A longitudinal incision is made from the suprasternal notch to the symphysis pubis. The abdominal cavity is entered first, and a Balfour retractor is placed to have an adequate exposure of the abdomen (Fig. 6). The round ligament of the liver is divided with tie ligation, and the falciform ligament of the liver is dissected. The exploration of intra-abdominal organs should be performed to exclude potential malignant disease. An assessment of the overall quality of the liver should be made at this time, and liver biopsy should be taken if any consideration is raised. The biopsy is taken by liver wedge resection from the left or right lobe for the frozen section for pathologic examination. Then, the soft tissue over the sternum is opened by electrocautery along the line for sternotomy. A long Metzenbaum scissors or capped suction tip is used for tunneling behind the sternum to ensure that the posterior aspect of the sternum is clean from soft tissue attachment. The sternum is divided by electric sawing with bone wax applied to the cut surface. Then, a sternal retractor is applied to open the chest wall. The pleura and pericardium should be remained intact at this stage. A surgical pack applied over the chest wound may allow to give the cardiothoracic team for clean surgical field. Now, the concentration is directed to the dissection of the abdominal organs.

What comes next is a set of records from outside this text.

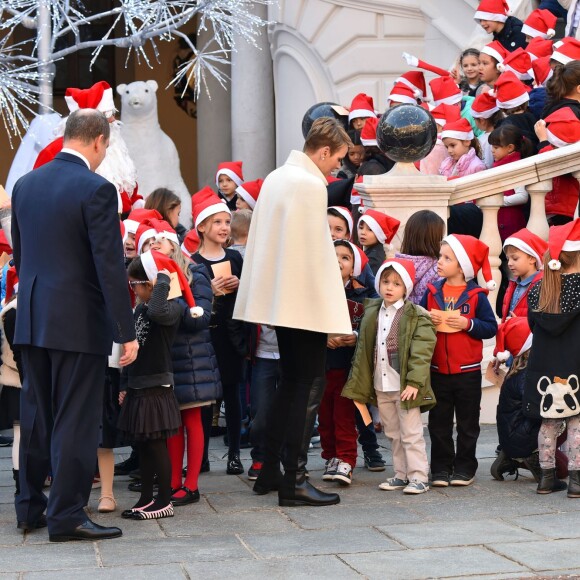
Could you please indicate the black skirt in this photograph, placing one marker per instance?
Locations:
(151, 413)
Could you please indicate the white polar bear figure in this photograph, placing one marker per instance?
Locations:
(153, 152)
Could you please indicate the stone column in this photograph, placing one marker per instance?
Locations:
(214, 126)
(252, 104)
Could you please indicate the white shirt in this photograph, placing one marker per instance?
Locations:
(386, 377)
(80, 155)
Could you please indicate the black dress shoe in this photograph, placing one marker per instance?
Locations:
(304, 493)
(29, 526)
(87, 531)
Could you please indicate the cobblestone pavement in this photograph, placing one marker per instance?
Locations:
(488, 530)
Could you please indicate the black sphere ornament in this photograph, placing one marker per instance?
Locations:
(321, 110)
(406, 133)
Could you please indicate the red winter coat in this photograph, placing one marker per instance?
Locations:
(521, 307)
(563, 198)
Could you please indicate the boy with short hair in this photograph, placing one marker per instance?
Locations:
(390, 369)
(456, 364)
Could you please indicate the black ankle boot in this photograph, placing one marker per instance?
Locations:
(574, 483)
(15, 475)
(269, 479)
(301, 492)
(549, 482)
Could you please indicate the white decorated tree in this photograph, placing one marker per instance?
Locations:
(27, 68)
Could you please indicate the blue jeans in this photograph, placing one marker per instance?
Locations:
(265, 379)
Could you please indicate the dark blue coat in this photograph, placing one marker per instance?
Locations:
(195, 370)
(68, 252)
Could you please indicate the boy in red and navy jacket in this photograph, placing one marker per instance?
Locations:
(456, 363)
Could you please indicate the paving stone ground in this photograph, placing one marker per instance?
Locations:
(488, 530)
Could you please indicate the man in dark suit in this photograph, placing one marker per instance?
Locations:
(72, 303)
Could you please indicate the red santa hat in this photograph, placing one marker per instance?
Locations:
(540, 24)
(362, 106)
(496, 50)
(233, 169)
(154, 261)
(249, 191)
(206, 203)
(529, 243)
(402, 93)
(541, 71)
(563, 127)
(405, 269)
(509, 91)
(445, 114)
(11, 283)
(368, 134)
(567, 52)
(99, 96)
(484, 106)
(190, 243)
(137, 216)
(458, 130)
(346, 214)
(382, 225)
(473, 256)
(513, 338)
(519, 62)
(495, 10)
(445, 90)
(564, 238)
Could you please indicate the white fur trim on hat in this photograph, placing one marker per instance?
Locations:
(489, 16)
(525, 248)
(375, 227)
(462, 136)
(231, 174)
(211, 210)
(520, 100)
(461, 255)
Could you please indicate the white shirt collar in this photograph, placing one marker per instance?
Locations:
(74, 152)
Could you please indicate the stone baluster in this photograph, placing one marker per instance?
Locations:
(490, 235)
(538, 223)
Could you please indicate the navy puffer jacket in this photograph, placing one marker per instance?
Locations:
(195, 369)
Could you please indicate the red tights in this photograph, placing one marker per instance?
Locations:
(191, 419)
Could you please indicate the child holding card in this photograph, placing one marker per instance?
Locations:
(463, 318)
(212, 220)
(391, 368)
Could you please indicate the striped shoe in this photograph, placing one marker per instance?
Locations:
(166, 512)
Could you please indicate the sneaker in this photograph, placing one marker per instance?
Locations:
(374, 461)
(254, 471)
(343, 473)
(460, 479)
(416, 487)
(440, 479)
(393, 484)
(330, 469)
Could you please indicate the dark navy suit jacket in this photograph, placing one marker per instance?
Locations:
(72, 292)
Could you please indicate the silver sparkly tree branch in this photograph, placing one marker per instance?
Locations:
(26, 75)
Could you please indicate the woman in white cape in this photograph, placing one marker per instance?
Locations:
(291, 281)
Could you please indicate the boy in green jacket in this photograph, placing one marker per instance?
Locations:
(391, 369)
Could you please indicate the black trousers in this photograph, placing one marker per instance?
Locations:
(62, 404)
(458, 395)
(302, 362)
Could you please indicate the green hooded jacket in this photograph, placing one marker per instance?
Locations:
(417, 339)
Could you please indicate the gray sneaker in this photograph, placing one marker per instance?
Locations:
(416, 487)
(393, 484)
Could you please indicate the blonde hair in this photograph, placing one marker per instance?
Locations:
(326, 131)
(551, 287)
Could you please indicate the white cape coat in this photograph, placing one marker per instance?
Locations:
(291, 276)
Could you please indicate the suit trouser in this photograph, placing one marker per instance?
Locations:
(61, 408)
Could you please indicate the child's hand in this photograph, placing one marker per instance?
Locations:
(409, 393)
(541, 131)
(458, 322)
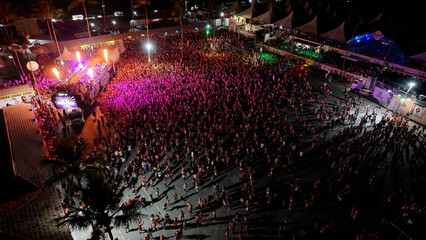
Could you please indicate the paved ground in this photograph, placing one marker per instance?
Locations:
(258, 219)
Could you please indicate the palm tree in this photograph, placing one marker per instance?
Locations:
(7, 13)
(76, 3)
(178, 14)
(102, 205)
(69, 163)
(45, 11)
(138, 3)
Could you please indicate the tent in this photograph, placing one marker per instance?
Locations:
(310, 27)
(1, 63)
(66, 55)
(285, 22)
(267, 17)
(249, 12)
(419, 57)
(234, 9)
(337, 34)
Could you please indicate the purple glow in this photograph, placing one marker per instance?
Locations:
(65, 102)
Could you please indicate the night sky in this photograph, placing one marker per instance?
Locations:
(399, 21)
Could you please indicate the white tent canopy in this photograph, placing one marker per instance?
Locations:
(419, 57)
(234, 9)
(285, 22)
(249, 12)
(67, 55)
(310, 27)
(337, 34)
(267, 17)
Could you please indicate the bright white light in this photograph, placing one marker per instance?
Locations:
(56, 72)
(91, 73)
(78, 56)
(106, 55)
(149, 46)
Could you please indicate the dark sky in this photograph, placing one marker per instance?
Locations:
(401, 21)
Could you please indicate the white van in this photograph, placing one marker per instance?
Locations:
(358, 84)
(75, 115)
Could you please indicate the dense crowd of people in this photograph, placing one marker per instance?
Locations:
(316, 161)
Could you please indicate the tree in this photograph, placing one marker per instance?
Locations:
(178, 14)
(101, 206)
(7, 13)
(139, 3)
(76, 3)
(70, 164)
(45, 11)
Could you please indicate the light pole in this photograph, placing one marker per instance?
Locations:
(56, 72)
(56, 39)
(149, 46)
(16, 66)
(411, 84)
(103, 10)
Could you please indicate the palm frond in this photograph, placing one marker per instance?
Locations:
(73, 4)
(53, 163)
(132, 206)
(121, 220)
(55, 178)
(92, 2)
(74, 221)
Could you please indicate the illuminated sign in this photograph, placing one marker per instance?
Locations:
(65, 102)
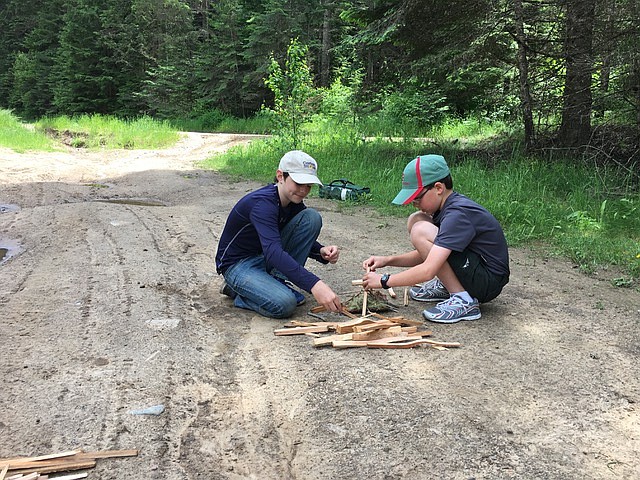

Figure 6. An incision extending from the sternal notch to the pubis, which is cruciate at the level of the umbilicus, provides maximal exposure for multi-organ procurements.

Identification of the distal aorta

The retroperitoneum is incised along the white line of Toldt from the cecum to the hepatic flexure (Fig. 7). The dissection is continued superiorly and medially along the retroperitoneal avascular plane to mobilize and retract the ascending colon medially. The right ureter is easily identified and preserved with the surrounding tissue. The dissection is continued by the Cattell–Braasch and Kocher maneuvers (Fig. 8). The inferior duodenal fold division allows the broad exposure of the IVC and aorta. This procedure leads to left renal vein visualization and superior mesenteric artery (SMA) palpation at its origin from the aorta. The distal part of the abdominal aorta is dissected, and the inferior mesenteric artery can be ligated to expose the aorta adequately. A Dacron tie or umbilical tape is placed around the distal aortic bifurcation of the common iliac arteries, which is used for ligation of the distal aorta prior to cold perfusion. Another tie is placed around the aorta proximally, which is used for fixing the cannula to the aorta. The inferior mesenteric vein (IMV) is readily exposed along the edge of the dissected mesentery of the sigmoid colon lateral to the proximal jejunum. If portal system perfusion is required, then the IMV can be isolated, and a tie is encircled for cannula placement [16].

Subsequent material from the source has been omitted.